Do NOT get confused about the roots.hint error - it is not the problem, I have showed that earlier - it is a symptom maybe? but it is not what is the challenge, it is just "a thing" that seems to happen....

Anyway, for the record: DNSSEC, BlockLists, DoT enabled and NO DHCP registration --> this kills my idea of something DHCP related. Instead I have to admit that this might very well be interface related. I have earlier written I do not think so, and part of me are still in that odd corner, however when 23.7 was release I had problems with my direct connected PC (LAN if you will) as one might recall: https://forum.opnsense.org/index.php?topic=36807.msg180191#msg180191

So it does indeed look like there is a connection with link up/down. However as I wrote earlier, this worked in 23.1 - and from 23.7 it is a bit of a challenge...
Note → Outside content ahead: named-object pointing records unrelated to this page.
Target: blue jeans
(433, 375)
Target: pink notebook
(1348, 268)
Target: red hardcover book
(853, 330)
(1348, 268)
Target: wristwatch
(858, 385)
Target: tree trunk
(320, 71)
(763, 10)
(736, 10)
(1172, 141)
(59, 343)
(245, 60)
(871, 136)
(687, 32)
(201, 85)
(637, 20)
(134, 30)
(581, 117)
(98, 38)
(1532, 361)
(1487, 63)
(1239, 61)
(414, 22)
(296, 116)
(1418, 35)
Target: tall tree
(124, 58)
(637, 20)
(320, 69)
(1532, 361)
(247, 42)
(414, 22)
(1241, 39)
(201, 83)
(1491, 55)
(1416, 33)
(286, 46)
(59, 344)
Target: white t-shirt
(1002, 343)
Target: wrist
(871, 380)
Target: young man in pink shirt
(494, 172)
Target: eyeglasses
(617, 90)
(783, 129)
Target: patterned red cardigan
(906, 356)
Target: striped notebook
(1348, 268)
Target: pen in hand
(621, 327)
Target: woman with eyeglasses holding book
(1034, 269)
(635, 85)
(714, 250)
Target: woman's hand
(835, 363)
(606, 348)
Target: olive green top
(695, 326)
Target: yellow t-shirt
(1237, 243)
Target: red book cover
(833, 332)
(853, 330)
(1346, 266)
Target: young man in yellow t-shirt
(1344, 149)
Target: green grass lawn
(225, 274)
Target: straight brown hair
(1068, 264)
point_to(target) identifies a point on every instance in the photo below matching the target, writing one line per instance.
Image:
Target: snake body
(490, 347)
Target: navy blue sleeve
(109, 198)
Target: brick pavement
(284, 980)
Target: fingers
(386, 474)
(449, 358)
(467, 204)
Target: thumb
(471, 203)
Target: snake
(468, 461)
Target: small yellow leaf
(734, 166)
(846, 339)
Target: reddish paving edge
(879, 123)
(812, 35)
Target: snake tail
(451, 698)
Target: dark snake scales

I will go and search for my DLink switch, so I can remove the link up/down from this and see if this works better. Do note however that I have for example my HomeAssistant rpi4 server direct attached to another port, and a Linux Server to yet another port. However they run 24x7 so no link up/down on them...

I'll be back  8)

hi
QuoteDo NOT get confused about the roots.hint error - it is not the problem, I have showed that earlier - it is a symptom maybe?
sorry, what make you think so? from what i see - its (one of ?) the reason
QuoteI did a firmware update
so 'use internal hints' patch is gone?


Quote from: Fright on February 22, 2024, 07:07:56 AM
hi
QuoteDo NOT get confused about the roots.hint error - it is not the problem, I have showed that earlier - it is a symptom maybe?
sorry, what make you think so? from what i see - its (one of ?) the reason
QuoteI did a firmware update
so 'use internal hints' patch is gone?

Well I can of course not say for 100% sure that the roots.hint is not the challenge - but I had this 100% CPU Unbound challenge even with that patch installed. That patch got overwritten I guess when I upgraded to latest, since Unbound was part of that firmware upgrade (ports: unbound 1.19.1) - the option that was installed with that patch got removed anyway so it is not available anymore (except if I re-install the patch of course).